The Liquid Metal project at IBM aims to address the difficulties that programmers face today when developing applications for computers that feature programmable accelerators (GPUs and FPGAs) alongside conventional multi-core processors. Liquid Metal offers a single unified programming language called Lime and a runtime that allows (all) portions of an application to move fluidly between hardware and software, dynamically and adaptively.
Computers today are made up of processors that are general-purpose as well as processors that are programmable but special-purpose. Examples of the latter include graphics processors (GPUs) and reconfigurable fabrics such as FPGAs (field programmable gate arrays).
Programmers are faced not only with the challenge of writing efficient code for general-purpose processors that are now multi-core architectures, but also find themselves facing completely different programming models and languages for GPUs and FPGAs.
For programming GPUs, a programmer might use OpenMP, OpenCL, or CUDA. OpenCL is an increasingly popular approach because it is backed by a standard specification, and a number of processor vendors are actively supporting OpenCL on their architectures.
FPGAs on the other hand lack a single programming standard that is considered sufficiently high-level and accessible to skilled software programmers. Instead, the predominant practice is to write code in hardware description languages such as Verilog, VHDL, or Bluespec. The semantic gap between these languages, and high level object-oriented languages such as C++ or Java is quite wide, leaving FPGAs largely inaccessible to software developers.

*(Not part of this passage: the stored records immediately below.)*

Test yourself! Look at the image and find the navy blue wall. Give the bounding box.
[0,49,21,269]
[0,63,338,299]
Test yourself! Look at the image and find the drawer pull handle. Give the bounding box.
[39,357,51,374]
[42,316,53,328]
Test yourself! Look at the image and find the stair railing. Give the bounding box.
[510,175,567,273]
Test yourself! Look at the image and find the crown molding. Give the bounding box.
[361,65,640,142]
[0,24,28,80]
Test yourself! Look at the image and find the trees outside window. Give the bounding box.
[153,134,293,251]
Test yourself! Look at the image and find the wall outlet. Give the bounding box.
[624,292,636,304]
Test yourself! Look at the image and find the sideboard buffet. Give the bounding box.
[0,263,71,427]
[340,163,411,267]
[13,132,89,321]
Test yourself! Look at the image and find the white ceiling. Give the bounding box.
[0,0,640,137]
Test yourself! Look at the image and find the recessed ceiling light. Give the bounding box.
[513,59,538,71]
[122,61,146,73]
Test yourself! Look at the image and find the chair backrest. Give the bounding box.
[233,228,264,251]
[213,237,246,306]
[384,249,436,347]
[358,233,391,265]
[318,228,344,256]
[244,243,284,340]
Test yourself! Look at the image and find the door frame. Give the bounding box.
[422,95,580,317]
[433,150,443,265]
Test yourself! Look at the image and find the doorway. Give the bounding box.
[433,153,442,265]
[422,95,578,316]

Liquid Metal offers a single unified programming language (Lime) and runtime for programming hybrid computers comprised of multi-core processors, GPUs, and FPGAs. The increasing availability of such computing platforms makes for an exciting opportunity where high-performance and low-power computing can be realized by skilled software programmers in a single language and semantic domain. Lime extends a familiar imperative programming model with functional programming, stream computing, bit-level processing, and conveniences derived from hardware description languages.